Opened in 1989, the Design Museum was the first in the world devoted to the design of mass produced objects.
The museum was founded by Sir Terence Conran, who set up the Boilerhouse design project at the Victorian and Albert Museum. When the V&A decided not to make this permanent, Conran turned his attention to Butler's Wharf.
The museum is housed in a sparkling white building that was originally a 1950s warehouse, which was converted to a modern style by architects Conran Roche. The building's elegant facade has views of the River Thames and Tower Bridge.
Its stark and spacious interior is the setting for its collection of innovative design.
There are Temporary and Exhibition Galleries, where a number of shows are held each year. These exhibitions of international design provide a taste of what may become familiar in the future.
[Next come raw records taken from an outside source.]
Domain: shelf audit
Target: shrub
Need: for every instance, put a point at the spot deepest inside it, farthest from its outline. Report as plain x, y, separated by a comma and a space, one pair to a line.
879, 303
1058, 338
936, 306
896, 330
The Collection and Review Galleries are arranged by theme, looking at the design of mass production and concentrate on a number of different types of product. The section devoted to cars includes a wooden model made up from a 1928 drawing by the designer and architect Le Corbusier. The gallery also takes a look at objects such as tableware, telephones, radio and TV sets, washing machines and office equipment. The furniture here includes a chair by Rennie Mackintosh. Temporary shows are sometimes held in the Collection Gallery.
The top floor is given over to contemporary design, recent exhibitions have featured Nike trainers and an Aston Martin V12 Vanquish.
The shop offers good gift ideas and a selection of books.
The Blueprint Café on the first floor has a balcony with a great view over the Thames, good at night when the river is lit up.